Jonathan Vaughters, CEO of Slipstream Sports which manages Garmin-Sharp, racing as Cannondale-Garmin from next year, has been one of the prime movers in the campaign by a number of leading teams to change the sport.
He said: “This group of teams have been talking for some time about how to better shape the future of the sport by collaborating with all other stakeholders.
“Now, we’ve formally come together to help develop ways for professional cycling to grow, to create long term stability for teams and credible and comprehensive racing.
“We’ve already made a difference, giving fans better insights and exciting views from inside the race. We want to bring the sport where it belongs in the hearts and minds of the fans.”
Sir Dave Brailsford, team principal at Sky, added: “Collaboration is the cornerstone to positive change and as such this is very exciting for professional cycling and a big step towards the sport reaching its full potential.
“The teams involved in creating Velon have come together with a powerful shared vision to optimise the sport and develop new ways for professional cycling to grow.

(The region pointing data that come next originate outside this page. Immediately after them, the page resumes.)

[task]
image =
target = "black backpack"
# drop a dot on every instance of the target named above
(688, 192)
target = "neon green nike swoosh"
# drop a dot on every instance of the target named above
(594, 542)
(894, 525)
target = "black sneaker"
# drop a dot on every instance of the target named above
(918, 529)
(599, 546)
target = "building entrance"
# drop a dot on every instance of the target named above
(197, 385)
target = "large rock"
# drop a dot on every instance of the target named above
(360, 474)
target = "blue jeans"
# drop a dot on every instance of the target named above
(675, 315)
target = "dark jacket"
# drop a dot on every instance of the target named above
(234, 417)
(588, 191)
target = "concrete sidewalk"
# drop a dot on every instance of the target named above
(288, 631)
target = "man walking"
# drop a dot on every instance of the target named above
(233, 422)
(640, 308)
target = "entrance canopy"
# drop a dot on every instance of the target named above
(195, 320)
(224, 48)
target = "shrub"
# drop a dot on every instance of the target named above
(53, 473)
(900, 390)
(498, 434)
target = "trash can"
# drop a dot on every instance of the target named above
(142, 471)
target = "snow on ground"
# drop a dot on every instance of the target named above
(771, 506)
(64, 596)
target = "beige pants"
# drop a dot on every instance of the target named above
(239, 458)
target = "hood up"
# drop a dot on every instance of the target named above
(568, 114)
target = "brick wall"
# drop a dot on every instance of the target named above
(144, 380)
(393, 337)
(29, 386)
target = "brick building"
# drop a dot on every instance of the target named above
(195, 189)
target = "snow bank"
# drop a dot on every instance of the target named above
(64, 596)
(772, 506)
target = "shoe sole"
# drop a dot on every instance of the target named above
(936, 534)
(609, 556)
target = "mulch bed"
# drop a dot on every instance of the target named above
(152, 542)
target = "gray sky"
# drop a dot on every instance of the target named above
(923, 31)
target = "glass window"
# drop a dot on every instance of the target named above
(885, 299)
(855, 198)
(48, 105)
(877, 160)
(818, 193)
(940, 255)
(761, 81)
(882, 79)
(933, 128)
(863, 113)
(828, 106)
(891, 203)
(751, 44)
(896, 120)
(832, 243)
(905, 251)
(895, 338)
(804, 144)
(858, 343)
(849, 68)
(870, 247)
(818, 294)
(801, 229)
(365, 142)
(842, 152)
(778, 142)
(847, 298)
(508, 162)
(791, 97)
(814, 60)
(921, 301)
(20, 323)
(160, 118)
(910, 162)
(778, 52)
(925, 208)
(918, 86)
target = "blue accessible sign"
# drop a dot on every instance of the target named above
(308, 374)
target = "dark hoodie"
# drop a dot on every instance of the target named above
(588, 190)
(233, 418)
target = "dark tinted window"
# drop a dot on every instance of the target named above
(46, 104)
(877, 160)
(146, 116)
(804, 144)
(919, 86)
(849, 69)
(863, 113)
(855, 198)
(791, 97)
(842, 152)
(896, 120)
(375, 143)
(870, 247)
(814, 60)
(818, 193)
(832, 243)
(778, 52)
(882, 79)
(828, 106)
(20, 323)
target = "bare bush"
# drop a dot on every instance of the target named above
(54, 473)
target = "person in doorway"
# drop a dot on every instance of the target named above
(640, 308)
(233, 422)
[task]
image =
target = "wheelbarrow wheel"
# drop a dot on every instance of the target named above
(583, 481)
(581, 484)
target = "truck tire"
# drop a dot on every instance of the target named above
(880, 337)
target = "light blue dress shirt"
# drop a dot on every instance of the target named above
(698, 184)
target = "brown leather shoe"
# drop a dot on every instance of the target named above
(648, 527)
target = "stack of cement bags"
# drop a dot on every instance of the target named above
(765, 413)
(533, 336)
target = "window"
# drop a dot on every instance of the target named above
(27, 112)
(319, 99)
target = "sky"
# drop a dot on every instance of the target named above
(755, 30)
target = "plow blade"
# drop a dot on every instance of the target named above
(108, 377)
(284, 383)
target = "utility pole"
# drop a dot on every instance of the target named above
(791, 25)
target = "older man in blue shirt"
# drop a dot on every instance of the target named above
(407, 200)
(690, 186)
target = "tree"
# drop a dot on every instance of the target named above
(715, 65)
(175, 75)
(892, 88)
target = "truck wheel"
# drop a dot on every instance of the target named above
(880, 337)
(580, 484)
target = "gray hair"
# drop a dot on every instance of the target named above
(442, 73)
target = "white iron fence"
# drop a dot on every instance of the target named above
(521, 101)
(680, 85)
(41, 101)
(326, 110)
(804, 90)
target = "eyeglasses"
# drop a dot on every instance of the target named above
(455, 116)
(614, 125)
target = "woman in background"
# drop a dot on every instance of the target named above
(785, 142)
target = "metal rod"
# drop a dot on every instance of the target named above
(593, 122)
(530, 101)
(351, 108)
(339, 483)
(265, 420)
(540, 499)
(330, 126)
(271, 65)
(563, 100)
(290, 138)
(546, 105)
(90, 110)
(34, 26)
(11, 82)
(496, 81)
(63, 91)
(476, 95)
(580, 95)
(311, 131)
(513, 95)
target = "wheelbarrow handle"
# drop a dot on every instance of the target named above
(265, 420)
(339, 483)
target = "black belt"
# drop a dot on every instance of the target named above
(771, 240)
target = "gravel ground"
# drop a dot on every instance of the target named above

“If the teams unite and work collectively with other key stakeholders to make cycling better to watch, easier to understand and get guaranteed commercial support it’s to everyone’s benefit and will encourage even more fans to follow the sport we love.”
Former world champion Mark Cavendish of Omega Pharma-Quick Step believes that the venture will make cycling more accessible to new fans.
“It will be important to make our sport even better, more understandable, and more marketable for people outside the cycling world,” he said.
“I believe that this kind of project is important to enlarge our fan base and to increase the awareness of our sport internationally, using, for example, technology as we show in the recent past with on board bike cameras.”